Recently my bottom pour has given me fits with dirty looking bullets. I've cleaned the pot out and still have problems. Seems like it's worse when using sawdust in the pot.
 

Ian

Notorious member
How do you pour the alloy through the sawdust without pushing some below the surface?

Drizzle molten alloy through the sawdust layer with a spoon or big ladle. Biggest problem I've had with a bottom-pour giving me dross inclusions and dirty spots is due to throwing back cull bullets and sprues as I cast. Those solid bits of lead have an oxide layer on them and due to higher density than the molten alloy they sink straight to the bottom, then melt and deposit their oxide skins between the surface of the melted mass and bottom of the pot. Then those skins migrate to the spout due to the flow current and show up in your bullets. A vigorous scraping of the bottom of the pot with a spoon and then stir to create a nice vortex will bring this stuff out. Sawdust won't get down there unless it is stuck to a sprue and gets pulled all the way to the bottom, and even then it likely won't get outside of the surface tension of the melt and will float back up.

Scraping the bottom of the pot with a wood stick is a sure way to force ash deposits outside the surface skin of the melt on the bottom and get them in your bullets.
 

fiver

Well-Known Member
I use a mix of the wax and the carbon.
I get the wood to break down and char then slowly fold the alloy from the bottom to the top and roll it through the ashes after one single trip around the pot doing that I go to the wax and fire and work the sides and bottom of the pot with my scraper pulling everything to the top [omg the fine dirt]
then take everything off the pot and hit it with the wax and fire again this time stirring and swirling the alloy letting the burnt wax go through the alloy.
I pretty much leave the residue on top of the alloy this time unless I see a bunch of black again.
I crank up the heat when I do this.

I have tried kitty litter on top of the alloy which is fine for stopping splashes and to let sprues melt and filter through but I'm not really sold on the idea for a couple of other reasons.

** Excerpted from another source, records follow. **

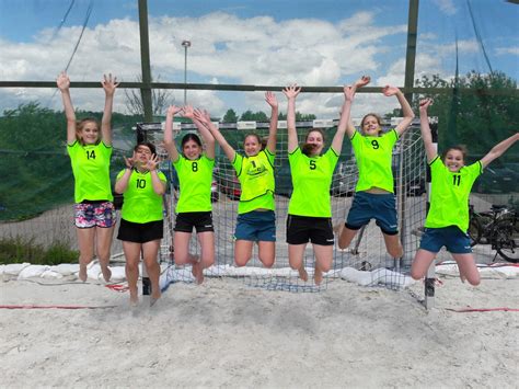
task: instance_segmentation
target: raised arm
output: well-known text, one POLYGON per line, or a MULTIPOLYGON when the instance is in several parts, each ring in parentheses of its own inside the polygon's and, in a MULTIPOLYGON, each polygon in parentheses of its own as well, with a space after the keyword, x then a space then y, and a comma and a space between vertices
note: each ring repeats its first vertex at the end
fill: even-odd
MULTIPOLYGON (((349 116, 351 112, 351 104, 355 98, 356 87, 344 87, 344 103, 343 108, 341 110, 341 119, 338 121, 337 131, 335 133, 332 140, 332 149, 335 153, 341 156, 341 150, 343 148, 344 134, 348 129, 349 116)), ((354 128, 355 130, 355 128, 354 128)), ((353 134, 348 136, 351 138, 353 134)))
POLYGON ((430 163, 438 155, 432 145, 432 135, 430 134, 429 117, 427 116, 427 108, 432 104, 431 99, 424 99, 419 102, 419 128, 422 131, 422 140, 424 140, 425 153, 427 155, 427 162, 430 163))
POLYGON ((292 152, 299 146, 298 133, 296 130, 296 98, 301 88, 297 84, 289 85, 282 90, 282 93, 287 96, 287 128, 288 128, 288 152, 292 152))
POLYGON ((70 79, 65 71, 59 73, 56 84, 61 92, 65 116, 67 117, 67 145, 72 145, 77 139, 76 112, 73 111, 72 100, 70 99, 70 79))
POLYGON ((103 118, 101 119, 101 134, 103 136, 103 142, 106 146, 112 146, 112 108, 114 106, 115 89, 119 83, 117 82, 117 77, 112 78, 112 73, 109 73, 108 77, 103 75, 101 84, 105 93, 103 118))
POLYGON ((211 131, 200 121, 195 117, 195 111, 199 111, 199 116, 207 116, 210 122, 211 117, 207 111, 193 110, 193 106, 186 105, 182 108, 182 116, 191 118, 195 124, 196 128, 201 135, 204 142, 206 144, 206 156, 207 158, 215 159, 215 138, 211 131))
POLYGON ((265 92, 265 101, 270 105, 270 125, 268 126, 267 149, 272 153, 276 153, 277 116, 279 114, 279 106, 276 95, 273 92, 265 92))
POLYGON ((402 134, 404 134, 405 130, 407 130, 407 128, 410 128, 411 123, 413 123, 413 119, 415 118, 415 114, 411 108, 410 103, 405 99, 404 93, 402 93, 399 88, 385 85, 384 88, 382 88, 382 93, 384 94, 384 96, 395 95, 396 99, 399 99, 399 103, 402 107, 404 118, 402 119, 402 122, 399 123, 395 130, 399 136, 401 136, 402 134))
POLYGON ((234 161, 234 157, 237 152, 234 151, 232 146, 229 145, 226 138, 223 138, 223 135, 221 135, 220 130, 212 124, 209 115, 206 116, 200 111, 195 111, 195 118, 210 130, 212 137, 218 142, 218 145, 220 145, 227 158, 232 163, 234 161))
MULTIPOLYGON (((354 94, 357 92, 358 89, 360 89, 362 87, 366 87, 370 81, 371 81, 371 77, 369 77, 369 76, 362 76, 357 81, 355 81, 355 84, 353 87, 354 94)), ((346 91, 346 90, 344 90, 344 91, 346 91)), ((346 98, 346 94, 345 94, 345 98, 346 98)), ((345 100, 345 103, 346 103, 346 100, 345 100)), ((343 108, 344 108, 344 106, 343 106, 343 108)), ((343 111, 341 111, 341 118, 343 117, 342 113, 343 113, 343 111)), ((337 127, 337 130, 338 130, 338 127, 337 127)), ((355 135, 355 131, 356 131, 356 129, 355 129, 355 126, 351 123, 351 115, 349 115, 348 116, 348 122, 346 124, 346 134, 348 135, 348 138, 351 138, 355 135)))
POLYGON ((164 148, 168 151, 168 156, 172 162, 178 160, 178 150, 176 149, 175 139, 173 137, 173 117, 182 110, 175 105, 170 105, 165 113, 165 126, 164 126, 164 148))
POLYGON ((503 156, 503 153, 508 150, 517 140, 519 140, 519 133, 514 134, 512 136, 494 146, 492 150, 481 159, 481 164, 483 168, 486 168, 488 163, 503 156))

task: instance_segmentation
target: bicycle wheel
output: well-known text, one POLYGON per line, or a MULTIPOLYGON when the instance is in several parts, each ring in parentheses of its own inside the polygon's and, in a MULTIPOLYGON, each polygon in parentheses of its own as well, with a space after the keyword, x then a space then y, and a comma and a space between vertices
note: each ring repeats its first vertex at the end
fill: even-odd
POLYGON ((471 248, 480 243, 482 234, 481 224, 480 220, 477 220, 475 217, 471 218, 471 221, 469 222, 469 230, 466 231, 466 233, 471 239, 471 248))
POLYGON ((497 220, 494 228, 497 253, 508 262, 519 262, 519 219, 507 217, 497 220))

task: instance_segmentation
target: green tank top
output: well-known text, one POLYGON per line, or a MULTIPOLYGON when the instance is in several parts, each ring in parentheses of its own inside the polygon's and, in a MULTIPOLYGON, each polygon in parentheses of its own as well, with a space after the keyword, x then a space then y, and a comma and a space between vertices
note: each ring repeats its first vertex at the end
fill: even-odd
POLYGON ((114 201, 109 184, 109 159, 112 147, 103 141, 97 145, 81 145, 74 141, 67 146, 74 178, 74 202, 114 201))
MULTIPOLYGON (((124 173, 125 171, 122 170, 119 174, 117 174, 117 180, 119 180, 124 173)), ((160 181, 163 183, 166 182, 164 173, 159 171, 157 174, 160 181)), ((120 217, 126 221, 145 224, 162 220, 162 196, 154 193, 150 172, 140 173, 134 169, 128 181, 128 187, 123 196, 124 203, 120 217)))
POLYGON ((211 183, 215 160, 201 155, 196 160, 184 156, 173 162, 178 175, 180 198, 176 214, 209 211, 211 207, 211 183))
POLYGON ((232 165, 242 190, 238 214, 258 208, 275 210, 274 155, 264 149, 254 157, 243 157, 238 152, 234 156, 232 165))
POLYGON ((293 192, 288 214, 297 216, 332 217, 330 186, 338 156, 333 148, 319 157, 308 157, 298 147, 288 155, 293 192))
POLYGON ((360 192, 371 187, 380 187, 393 193, 391 160, 393 146, 399 140, 399 134, 391 129, 380 137, 371 137, 355 131, 350 140, 359 168, 359 180, 355 191, 360 192))
POLYGON ((463 167, 452 173, 440 157, 430 162, 430 208, 425 227, 441 228, 458 226, 469 229, 469 196, 474 181, 483 172, 481 161, 463 167))

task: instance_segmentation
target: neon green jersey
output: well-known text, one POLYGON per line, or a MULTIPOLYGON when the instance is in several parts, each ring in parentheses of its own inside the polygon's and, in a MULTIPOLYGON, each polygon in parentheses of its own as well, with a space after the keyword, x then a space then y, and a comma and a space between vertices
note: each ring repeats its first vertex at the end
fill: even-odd
POLYGON ((181 196, 176 213, 196 213, 211 210, 211 182, 215 160, 206 155, 191 160, 184 156, 173 162, 178 174, 181 196))
MULTIPOLYGON (((122 170, 117 174, 117 180, 124 173, 125 171, 122 170)), ((164 173, 158 171, 157 174, 160 181, 166 182, 164 173)), ((120 217, 126 221, 145 224, 162 220, 162 196, 154 193, 150 172, 140 173, 137 169, 134 169, 128 180, 128 187, 123 196, 124 203, 120 217)))
POLYGON ((293 185, 288 214, 332 217, 330 186, 337 161, 332 148, 319 157, 308 157, 299 147, 288 155, 293 185))
POLYGON ((482 172, 483 167, 481 161, 477 161, 452 173, 437 156, 430 162, 430 208, 425 227, 458 226, 463 232, 466 232, 469 229, 469 196, 474 181, 482 172))
POLYGON ((232 165, 242 190, 238 214, 258 208, 275 210, 274 155, 268 149, 254 157, 243 157, 235 152, 232 165))
POLYGON ((393 193, 391 159, 399 134, 391 129, 380 137, 372 137, 355 131, 350 140, 359 168, 359 181, 355 191, 380 187, 393 193))
POLYGON ((109 159, 112 147, 103 141, 97 145, 81 145, 74 141, 67 146, 74 178, 74 202, 114 201, 109 184, 109 159))

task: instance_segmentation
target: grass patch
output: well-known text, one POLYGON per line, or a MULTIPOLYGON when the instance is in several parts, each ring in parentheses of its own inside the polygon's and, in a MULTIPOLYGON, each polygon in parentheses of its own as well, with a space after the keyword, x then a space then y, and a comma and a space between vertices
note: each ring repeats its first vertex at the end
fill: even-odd
POLYGON ((49 247, 37 244, 34 238, 22 237, 0 239, 0 263, 30 262, 34 265, 58 265, 77 263, 79 251, 70 250, 65 242, 56 241, 49 247))

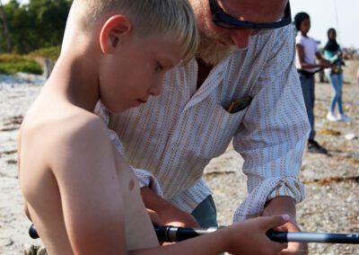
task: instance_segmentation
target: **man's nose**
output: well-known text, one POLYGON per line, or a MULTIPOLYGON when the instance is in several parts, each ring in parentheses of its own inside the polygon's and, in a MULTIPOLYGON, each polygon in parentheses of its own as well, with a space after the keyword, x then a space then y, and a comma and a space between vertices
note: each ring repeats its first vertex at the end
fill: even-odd
POLYGON ((251 32, 251 29, 232 31, 231 33, 231 39, 238 48, 246 48, 250 43, 251 32))

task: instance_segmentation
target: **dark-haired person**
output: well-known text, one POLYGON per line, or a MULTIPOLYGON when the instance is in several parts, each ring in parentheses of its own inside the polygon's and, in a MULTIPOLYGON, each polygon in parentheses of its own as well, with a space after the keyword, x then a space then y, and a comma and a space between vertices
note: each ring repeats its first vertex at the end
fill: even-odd
POLYGON ((296 67, 304 97, 311 133, 308 137, 307 151, 327 154, 327 149, 314 140, 314 74, 318 68, 328 67, 330 63, 324 59, 318 50, 317 42, 308 36, 311 29, 311 18, 306 13, 299 13, 294 17, 294 24, 299 31, 296 39, 296 67), (319 63, 316 63, 316 59, 319 63))
MULTIPOLYGON (((304 189, 298 172, 310 125, 298 94, 289 2, 189 2, 201 37, 196 57, 167 73, 163 92, 145 105, 97 113, 118 135, 144 205, 164 224, 216 224, 202 175, 232 140, 244 159, 249 193, 235 221, 289 214, 283 229, 299 231, 295 204, 304 189), (151 189, 155 183, 163 198, 151 189)), ((305 245, 289 243, 288 250, 305 245)))
POLYGON ((333 63, 330 68, 325 70, 326 76, 333 87, 334 93, 330 101, 329 110, 327 119, 329 121, 343 120, 352 122, 352 119, 344 114, 342 102, 342 89, 343 89, 343 69, 345 65, 343 60, 343 52, 337 42, 337 31, 330 28, 328 31, 328 42, 324 47, 324 57, 333 63), (337 105, 338 116, 334 114, 336 105, 337 105))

I have mostly gone to really focusing on cleaning my alloy before it ever gets to my casting pot.
I work the alloy to tears in the initial cleaning, and then again when I do a re-blend of my smelted alloy.
I have found I rarely need to do a pot cleaning other than returning oxides [and maybe a dry scraping every now and then] by using clean alloy to cast with.
 

KHornet

Well-Known Member
Over the very many years of casting, I have never cleaned a pot!
Many years ago, someone recommended just sturring with a soft
wood stick (paint sutrrer or wood dowell. It worked back then, and
have been using just that since. I know that probably goes again
the grain, but it works for me.

Paul
 

Tony

Active Member
I have a box of deciduous chips from a stump grinding operation. Are these useful for flux when processing scrap into ingots?
 

Brad

Benevolent Overlord and site owner
Staff member
Finer is better, to a point. I use aspen pet bedding I got at the pet store. Works pretty well for me.
 

Rick

Moderator
Staff member
Could work Tony, it's not the wood per se that does the fluxing but as it chars and turns to carbon, the carbon does the work. Chips could work but take longer to burn to carbon.
 

Brad

Benevolent Overlord and site owner
Staff member
I pour the lead thru the chips to get them starting to char. It makes lots of smoke but that is a good thing. Once the wood is pretty well charred I use a lighter and ignite it. The yellow, smoker flame means a fair amount of carbon monoxide is being produced. Carbon monoxide is a good reducing agent and in my opinion is what really helps get the oxides back into the melt.
Once the fire goes out keep stirring and pouring lead thru the carbon. The carbon will help grab the dirt and stuff we don't want. Things like calcium or aluminum.

Finer is better as it already has a fair bit of surface area and the surface is where the work is done.